For IT managers who have prioritized improved security around their workloads, especially those hosted in the cloud, Microsoft 365 brings identity management and an added security layer that monitors all aspects of user login activities for any of their online services, including Office 365, and third-party online services that support single sign-on. This is available through the identity management service called Azure AD Premium P1.

Another advantage of Microsoft 365 E3 is the additional licensing for Windows 10 Enterprise, which gave licensed users the rights to upgrade their existing workstations to the latest Windows 10 version and unlock additional features, such as Windows 10 virtual desktop license, Windows Defender threat protection and Windows Autopilot, which automatically provisions and deploys Windows apps to the machine.

How do the costs of Microsoft 365 E3 vs. Office 365 E3 compare?

There are price differences between Microsoft 365 E3 and Office 365 E3. Microsoft 365 E3 is $32 per user, per month, while Office 365 E3 is $20 per user, per each month.

If you factor in what it would cost to order the same services a la carte that Microsoft 365 E3 includes in its bundle, such as $6 for Azure AD Premium P1, $7 for Windows 10 Enterprise and a Microsoft Intune license at $6, the monthly price would eclipse the Microsoft 365 E3 subscription at $39 per user, per month. The Microsoft 365 E3 amounts to a 22% discount. Clearly, Microsoft wants to entice its clients to opt for the 365 bundle that will give them more for their money.

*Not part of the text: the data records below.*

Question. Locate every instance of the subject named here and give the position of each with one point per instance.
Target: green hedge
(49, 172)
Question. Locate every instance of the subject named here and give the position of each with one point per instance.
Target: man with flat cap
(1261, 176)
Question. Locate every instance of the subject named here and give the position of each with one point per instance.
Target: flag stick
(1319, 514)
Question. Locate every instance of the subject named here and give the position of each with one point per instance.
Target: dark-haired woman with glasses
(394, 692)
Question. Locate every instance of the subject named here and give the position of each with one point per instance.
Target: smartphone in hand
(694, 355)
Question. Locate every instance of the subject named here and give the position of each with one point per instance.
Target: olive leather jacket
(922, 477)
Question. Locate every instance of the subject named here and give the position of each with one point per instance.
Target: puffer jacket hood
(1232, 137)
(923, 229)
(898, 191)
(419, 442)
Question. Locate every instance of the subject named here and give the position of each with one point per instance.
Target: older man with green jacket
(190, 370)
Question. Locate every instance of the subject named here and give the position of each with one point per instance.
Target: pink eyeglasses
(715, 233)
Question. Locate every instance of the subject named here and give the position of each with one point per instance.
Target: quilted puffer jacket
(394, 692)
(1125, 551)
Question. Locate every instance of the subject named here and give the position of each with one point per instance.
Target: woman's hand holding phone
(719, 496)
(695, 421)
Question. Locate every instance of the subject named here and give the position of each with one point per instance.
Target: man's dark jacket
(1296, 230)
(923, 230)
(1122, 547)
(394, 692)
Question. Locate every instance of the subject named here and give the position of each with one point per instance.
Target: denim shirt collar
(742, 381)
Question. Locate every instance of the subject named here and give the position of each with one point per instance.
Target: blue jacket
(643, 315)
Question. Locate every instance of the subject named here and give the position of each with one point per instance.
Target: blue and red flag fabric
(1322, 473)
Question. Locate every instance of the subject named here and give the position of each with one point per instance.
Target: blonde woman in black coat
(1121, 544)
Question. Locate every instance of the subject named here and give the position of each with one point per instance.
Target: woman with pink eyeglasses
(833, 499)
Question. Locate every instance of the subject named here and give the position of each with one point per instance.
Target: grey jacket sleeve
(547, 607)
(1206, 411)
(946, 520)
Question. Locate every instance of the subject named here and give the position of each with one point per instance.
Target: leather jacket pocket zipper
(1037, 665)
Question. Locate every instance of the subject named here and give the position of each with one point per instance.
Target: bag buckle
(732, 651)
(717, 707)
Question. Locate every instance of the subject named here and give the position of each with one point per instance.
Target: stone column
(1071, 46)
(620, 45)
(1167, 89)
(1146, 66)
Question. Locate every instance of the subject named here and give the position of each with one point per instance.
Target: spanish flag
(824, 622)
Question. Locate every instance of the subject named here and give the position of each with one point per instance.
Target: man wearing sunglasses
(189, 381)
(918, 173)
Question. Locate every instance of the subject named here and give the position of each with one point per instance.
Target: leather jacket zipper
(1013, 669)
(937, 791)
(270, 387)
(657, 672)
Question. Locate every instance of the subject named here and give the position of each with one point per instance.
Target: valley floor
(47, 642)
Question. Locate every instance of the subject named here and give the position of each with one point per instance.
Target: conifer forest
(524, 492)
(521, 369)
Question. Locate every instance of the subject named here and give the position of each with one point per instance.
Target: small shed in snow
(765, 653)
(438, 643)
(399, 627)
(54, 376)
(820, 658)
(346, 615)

What are some implications of adopting Microsoft 365 vs. Office 365?

One of the main challenges that IT workers face when adopting Microsoft 365 compared to the standard Office 365 is the additional components at their disposal. They will be responsible for managing and deploying Intune, Azure AD Premium and Windows 10 Enterprise features. Many of these components require a significant time investment to learn how to use the new tools along with the need to support and monitor them. Windows 10 Enterprise may require changes to some hardware upgrades if the machines are not compatible or up to the minimum hardware requirements that the operating system needs, which are generally in line with the Windows 7 and Windows 8.1 requirements.

While Microsoft 365 offers additional security protections, a subscription to the latest Windows 10 Enterprise OS and a new endpoint management platform at a discounted price, IT decision-makers have to adequately plan the rollout and deployment of these services. This ensures that once the investment is made, their team has the skills to work with all the security and management features of the subscription.